The goal of this project was to build a prediction algorithm in a shiny app to create an app that predicts the next word as the user types a sentence.

Here is a link to the shiny app: https://tarski.shinyapps.io/CapstoneProject/

Getting and Cleaning the Data

  • A subset of the original data was sampled from the three sources (blogs,twitter and news) which is then merged into one.

  • Next, data cleaning is done by conversion to lowercase, strip white space, and removing punctuation and numbers.

  • The corresponding n-grams are then created (Quadgram,Trigram and Bigram).

  • Next, the term-count tables are extracted from the N-Grams and sorted according to the frequency in descending order.

  • Lastly, the n-gram objects are saved as R-Compressed files (.RData files).

Word Prediction Model

  • Compressed data sets containing descending frequency sorted n-grams are first loaded.

  • User input words are cleaned in the similar way as before prior to prediction of the next word.

  • For prediction of the next word, Quadgram is first used (first three words of Quadgram are the last three words of the user provided sentence).
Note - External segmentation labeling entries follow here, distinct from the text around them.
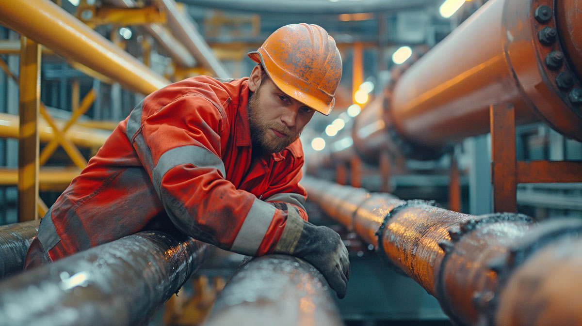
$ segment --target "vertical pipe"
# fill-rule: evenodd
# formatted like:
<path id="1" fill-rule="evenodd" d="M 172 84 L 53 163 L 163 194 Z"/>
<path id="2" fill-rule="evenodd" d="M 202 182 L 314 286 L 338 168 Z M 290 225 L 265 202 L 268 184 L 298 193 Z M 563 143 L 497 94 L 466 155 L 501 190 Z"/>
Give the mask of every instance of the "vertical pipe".
<path id="1" fill-rule="evenodd" d="M 517 212 L 515 110 L 509 104 L 491 105 L 491 183 L 494 212 Z"/>
<path id="2" fill-rule="evenodd" d="M 18 142 L 18 220 L 20 222 L 38 217 L 40 55 L 38 44 L 22 37 Z"/>
<path id="3" fill-rule="evenodd" d="M 342 325 L 321 274 L 291 256 L 248 261 L 226 284 L 205 326 Z"/>

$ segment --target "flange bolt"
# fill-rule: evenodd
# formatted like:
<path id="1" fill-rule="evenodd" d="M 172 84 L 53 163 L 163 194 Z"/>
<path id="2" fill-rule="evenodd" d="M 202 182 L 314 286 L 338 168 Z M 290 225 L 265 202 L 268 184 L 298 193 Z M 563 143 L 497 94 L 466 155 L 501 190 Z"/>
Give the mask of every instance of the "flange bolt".
<path id="1" fill-rule="evenodd" d="M 574 85 L 574 76 L 570 73 L 561 72 L 556 77 L 556 84 L 562 89 L 569 89 Z"/>
<path id="2" fill-rule="evenodd" d="M 535 9 L 534 17 L 540 23 L 547 23 L 552 18 L 552 8 L 546 5 L 540 6 Z"/>
<path id="3" fill-rule="evenodd" d="M 558 31 L 553 27 L 546 26 L 538 32 L 538 39 L 544 45 L 551 45 L 558 37 Z"/>
<path id="4" fill-rule="evenodd" d="M 570 98 L 570 102 L 572 102 L 572 104 L 582 104 L 582 88 L 580 87 L 573 88 L 568 94 L 568 98 Z"/>
<path id="5" fill-rule="evenodd" d="M 564 60 L 564 53 L 562 51 L 552 51 L 546 56 L 546 66 L 552 69 L 557 69 L 562 67 Z"/>

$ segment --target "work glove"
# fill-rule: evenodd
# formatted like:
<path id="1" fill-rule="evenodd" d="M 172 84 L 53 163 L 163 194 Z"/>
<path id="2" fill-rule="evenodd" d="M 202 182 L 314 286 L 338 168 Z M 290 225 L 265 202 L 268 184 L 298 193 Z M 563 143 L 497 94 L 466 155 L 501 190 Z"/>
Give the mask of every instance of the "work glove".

  • If no Quadgram is found, back off to Trigram (first two words of Trigram are the last two words of the sentence).

  • If no Trigram is found, back off to Bigram (first word of Bigram is the last word of the sentence).

  • If no Bigram is found, back off to the most common word with highest frequency ‘the’ is returned.

Shiny Application

The app works by the user typing a phrase into the input box, and on the right the app displays the predicted next word, the sentence input, and what n-gram is used to predict the next word.